Donkey & Goat wines that do contain sulfur have 25 PPM. “Some books say sulfur is a byproduct of fermentation,” Brandt says. “I don’t think this is true. We have made wines that have zero detectable SO2.” Donkey & Goat’s Pet-Nat and Gigi wines contain zero sulfur.

“Many other winemakers add commercial yeast to try and get specific flavors,” Brandt says. “Then they add DAP [diammonium phosphate] and yeast nutrients to make that yeast work better. Tannins to make it more tannic. Acid for balance. The list goes on.” Some of the weirder ingredients wineries use include gum arabic, or acacia, to round out tannins, and “fish bladder for fining,” Brandt says.

Ingredients labels, or the lack thereof, speak to the ways certain laws prioritize companies’ marketability over consumer awareness.

“Many ingredients are not required by law to be listed in any product,” Brandt says, “In fact, they qualify as ‘production aids.’” Velcorin, for example, is an organic dimethyl dicarbonate (DMDC). It’s a popular stabilizer used to quell yeasts and bacterial growth in juices, sports drinks, and wines. DMDC is becoming increasingly controversial, though. It’s toxic for at least the first four hours after it’s added to a liquid, Brandt says.

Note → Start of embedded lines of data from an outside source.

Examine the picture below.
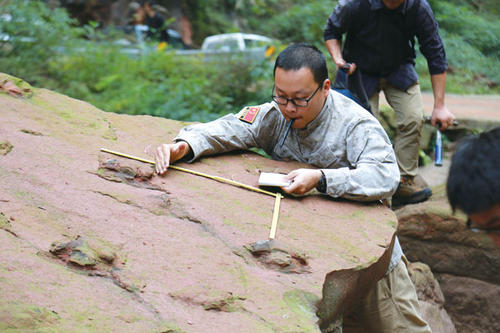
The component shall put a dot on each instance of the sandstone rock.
(466, 263)
(167, 253)
(474, 305)
(431, 298)
(5, 147)
(430, 233)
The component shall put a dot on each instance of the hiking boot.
(409, 192)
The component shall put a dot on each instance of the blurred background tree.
(76, 47)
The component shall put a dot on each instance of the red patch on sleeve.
(250, 114)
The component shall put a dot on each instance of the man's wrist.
(321, 186)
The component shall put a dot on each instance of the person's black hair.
(474, 177)
(297, 56)
(151, 3)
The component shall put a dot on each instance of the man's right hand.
(165, 154)
(334, 46)
(352, 67)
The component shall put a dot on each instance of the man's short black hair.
(474, 177)
(297, 56)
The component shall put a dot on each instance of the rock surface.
(465, 262)
(94, 242)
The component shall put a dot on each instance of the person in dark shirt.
(474, 182)
(154, 21)
(380, 43)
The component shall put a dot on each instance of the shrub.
(35, 35)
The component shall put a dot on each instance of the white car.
(249, 46)
(235, 42)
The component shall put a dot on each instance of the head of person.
(301, 83)
(148, 7)
(474, 180)
(392, 4)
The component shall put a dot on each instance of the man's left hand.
(303, 180)
(443, 116)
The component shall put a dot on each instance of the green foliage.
(47, 50)
(35, 34)
(160, 83)
(292, 21)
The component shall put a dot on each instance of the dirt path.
(477, 107)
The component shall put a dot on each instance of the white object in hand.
(273, 179)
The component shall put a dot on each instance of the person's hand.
(165, 154)
(303, 180)
(343, 64)
(441, 115)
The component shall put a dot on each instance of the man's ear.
(326, 87)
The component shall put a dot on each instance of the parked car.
(250, 46)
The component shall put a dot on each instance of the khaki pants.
(391, 306)
(408, 107)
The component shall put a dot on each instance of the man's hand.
(334, 46)
(443, 116)
(440, 113)
(165, 154)
(303, 180)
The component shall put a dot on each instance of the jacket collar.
(378, 4)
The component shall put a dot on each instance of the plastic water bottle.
(438, 149)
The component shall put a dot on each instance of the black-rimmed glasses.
(299, 102)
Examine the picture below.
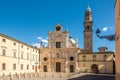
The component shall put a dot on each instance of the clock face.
(58, 28)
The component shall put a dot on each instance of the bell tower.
(88, 32)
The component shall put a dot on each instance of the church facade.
(61, 55)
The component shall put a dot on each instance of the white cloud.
(104, 29)
(36, 45)
(43, 40)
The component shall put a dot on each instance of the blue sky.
(30, 20)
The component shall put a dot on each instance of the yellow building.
(61, 55)
(17, 57)
(97, 62)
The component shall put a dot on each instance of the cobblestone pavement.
(94, 77)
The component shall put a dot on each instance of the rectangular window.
(33, 67)
(119, 8)
(84, 57)
(27, 67)
(14, 43)
(3, 66)
(105, 57)
(27, 56)
(21, 66)
(21, 55)
(94, 57)
(14, 66)
(3, 40)
(14, 54)
(3, 52)
(58, 44)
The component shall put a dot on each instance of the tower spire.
(88, 30)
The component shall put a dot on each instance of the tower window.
(14, 66)
(71, 58)
(94, 57)
(84, 57)
(21, 66)
(105, 57)
(3, 66)
(3, 40)
(58, 44)
(27, 67)
(3, 52)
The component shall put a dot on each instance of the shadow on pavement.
(94, 77)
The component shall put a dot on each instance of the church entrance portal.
(71, 68)
(58, 67)
(45, 68)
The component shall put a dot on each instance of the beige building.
(96, 62)
(117, 22)
(17, 57)
(63, 54)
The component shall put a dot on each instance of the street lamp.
(108, 37)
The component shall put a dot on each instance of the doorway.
(71, 68)
(58, 67)
(45, 68)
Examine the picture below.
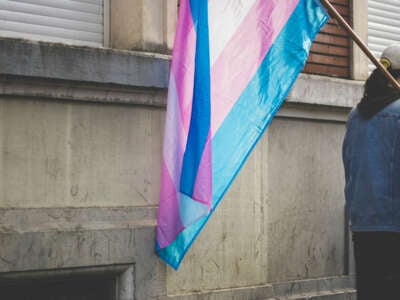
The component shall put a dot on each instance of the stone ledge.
(96, 65)
(19, 221)
(107, 75)
(332, 288)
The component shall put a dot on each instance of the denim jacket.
(371, 157)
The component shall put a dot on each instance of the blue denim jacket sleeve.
(371, 158)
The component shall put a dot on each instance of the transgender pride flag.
(234, 62)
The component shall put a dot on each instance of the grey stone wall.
(80, 151)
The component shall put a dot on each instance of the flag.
(233, 64)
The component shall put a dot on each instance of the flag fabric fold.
(233, 64)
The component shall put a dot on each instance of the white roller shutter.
(383, 25)
(77, 22)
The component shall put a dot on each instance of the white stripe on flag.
(224, 17)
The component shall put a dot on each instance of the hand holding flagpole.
(360, 43)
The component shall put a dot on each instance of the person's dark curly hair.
(378, 93)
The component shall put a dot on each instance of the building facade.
(83, 89)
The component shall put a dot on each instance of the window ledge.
(82, 64)
(58, 71)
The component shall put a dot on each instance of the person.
(371, 158)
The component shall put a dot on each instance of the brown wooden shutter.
(330, 52)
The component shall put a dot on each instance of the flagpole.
(332, 10)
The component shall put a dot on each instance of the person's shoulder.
(393, 109)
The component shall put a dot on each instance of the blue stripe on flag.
(254, 111)
(201, 107)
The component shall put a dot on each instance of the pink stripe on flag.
(183, 61)
(169, 221)
(175, 138)
(244, 53)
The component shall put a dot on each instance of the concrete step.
(343, 294)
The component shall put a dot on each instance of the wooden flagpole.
(359, 42)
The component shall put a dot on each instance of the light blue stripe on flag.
(254, 111)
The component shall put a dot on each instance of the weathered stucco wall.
(80, 156)
(60, 154)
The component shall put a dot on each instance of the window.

Despite a scary-sounding list of potential hazards, including corrosive runoff and combustible vapors, companies are not legally required to disclose when they’ve added DMDC to their products to consumers.

“Producers are afraid consumers would care and thus have lobbied to have it as an exemption and not required to be labeled,” Brandt says. “Who wants to buy ‘fresh-squeezed orange juice’ if that’s in there, too — which I have been told is very common,” he adds.

There’s something comforting about knowing exactly what goes into your glass, for sure, but transparent labeling surpasses sentimental marketing, or touchy-feely hyphenates like “all-natural” or “farm-fresh.” Food allergies, digestive disorders, and other health concerns are on the rise, both in terms of anecdotal awareness and medical diagnoses. As a result, many of us are scratching our heads and looking for ways to adjust diets and lifestyles.

Learning what’s in everything we consume, be it a fast-food cheeseburger or Napa Valley Sauvignon Blanc, empowers us. We ask better questions of our doctors, our food providers, and ourselves.

And we especially appreciate those who give us the answers, free of charge, without our even having to ask.